While I wait for the start of the SEC Championship, my wife forces a trade: future sportszombie time for current husbandnerdout time. At her request, I’m watching the Travel Channel (or is it HGTV?).
A new BofA commercial comes on (no, we don’t have TiVo yet. I know, I know…). Voiceover talks about mobile banking meaning you can bank from anywhere. Then they point out online banking = you never have to go to the bank. I seem to remember other recent spots of theirs boasting a massive ATM network.
Bank is a verb, not a place.
By the way, how smart of a media buy is that: buying a spot on the Travel Channel about banking anywhere. Smart thinkin’, says me.





Trey,
Buy a TiVo.
You never have to go to the bank. You know why I love that phrase? Banking is an errand. BofA gets it.
You don’t GET to go to the bank, you have to.
Or, as you put it - you have to “bank” (verb).
Good stuff….I’m so glad you’re still out there.
In more ways than one.
By: Denise Wymore on December 3, 2007
at 11:59 pm
Trey,
I’ve been evangelizing about the infinitive “to bank” for the longest time. In my view, it’s always been something people do, not so much where - or how - they do it.
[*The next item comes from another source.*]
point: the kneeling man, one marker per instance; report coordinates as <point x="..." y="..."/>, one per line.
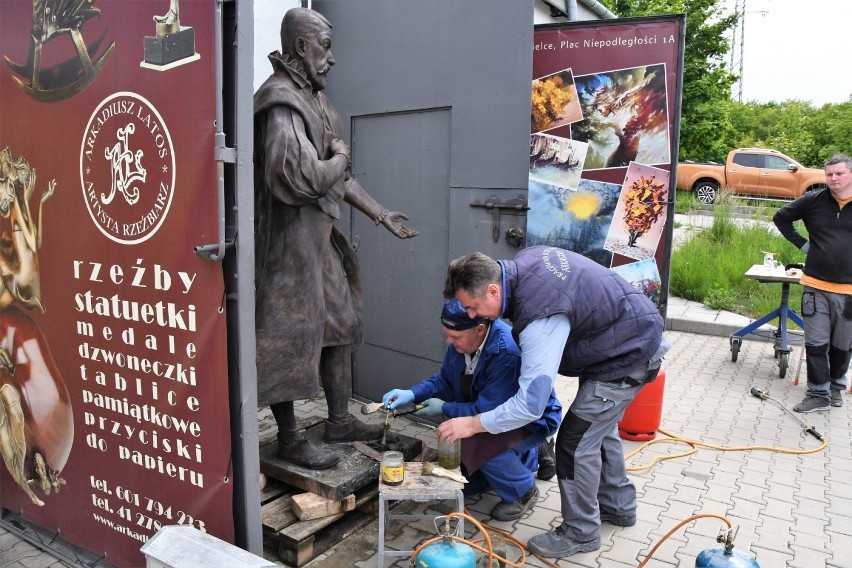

When we operationalize the word that way, we in CU land get to avoid linguistic sinkholes like “online branching.” Yikes!
On another front, I tried to add an RSS feed for your blog, and it doesn’t work - what am I missing?
By: Bruce Geiger on December 4, 2007
at 3:03 pm
Re: RSS - never mind - just figured out what I had done wrong.
By: Bruce Geiger on December 4, 2007
at 3:04 pm
Are you settled yet? Roger
By: Roger Conant on December 17, 2007
at 6:14 pm
Trey - Tony Ward-Smith captured this back in 1993 in a CUES manual… I bought into it then and haven’t let go.
Banking is a verb.
Credit Unions use it to refer not to what we ARE, but rather, to what people DO. Ask our members - they get it.
By: Peg on December 26, 2007
at 10:20 pm
Fight for change, credit unioning is where its at!